Nigel P Murray1,2, Sócrates Aedo2, Eduardo Reyes1,3, Cynthia Fuentealba1 and Omar Jacob1

1Hospital Carabineros of Chile, Nunoa, 7770199 Santiago, Chile

2Faculty of Medicine, University Finis Terrae, Providencia, 7501015 Santiago, Chile

3Faculty of Medicine, University Diego Portales, Manuel Rodrıguez Sur 415, 8370179 Santiago, Chile

Correspondence to: Nigel P Murray. Email: nigelpetermurray@gmail.com


Abstract

Introduction: Around 90% of prostate cancers detected using the serum prostate specific antigen (PSA) as a screening test are considered to be localised. However, 20–30% of men treated by radical prostatectomy experience biochemical failure within two years of treatment. The presence of primary circulating prostate cells (CPCs) in the blood of these men implies a dissemination of the tumour and could indicate a greater risk of treatment failure.

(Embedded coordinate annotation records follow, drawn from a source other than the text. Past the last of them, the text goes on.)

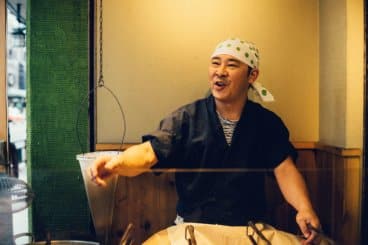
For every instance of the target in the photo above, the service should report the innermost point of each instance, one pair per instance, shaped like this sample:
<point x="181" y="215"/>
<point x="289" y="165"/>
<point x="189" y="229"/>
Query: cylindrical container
<point x="100" y="199"/>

Objective: To evaluate the use of the number of primary CPCs detected before surgery in the prediction of biochemical failure at ten years.

Hypothesis: The dissemination of cancer cells to distant sites will determine the patient’s prognosis. The absence of primary CPCs in men undergoing radical prostatectomy for prostate cancer may imply a less aggressive disease and therefore could be utilised as a prognostic factor to predict biochemical failure after surgery.

Methods and patients: A single-centre observational study of a cohort of 285 men who underwent radical prostatectomy as monotherapy for prostate cancer, in whom the number of CPCs prior to treatment was determined, and who were followed up for ten years to determine biochemical failure. A Cox proportional risks with polynomial fractions analysis was used to predict biochemical failure based on the number of primary CPCs detected. A decision curve analysis was performed for the model obtained.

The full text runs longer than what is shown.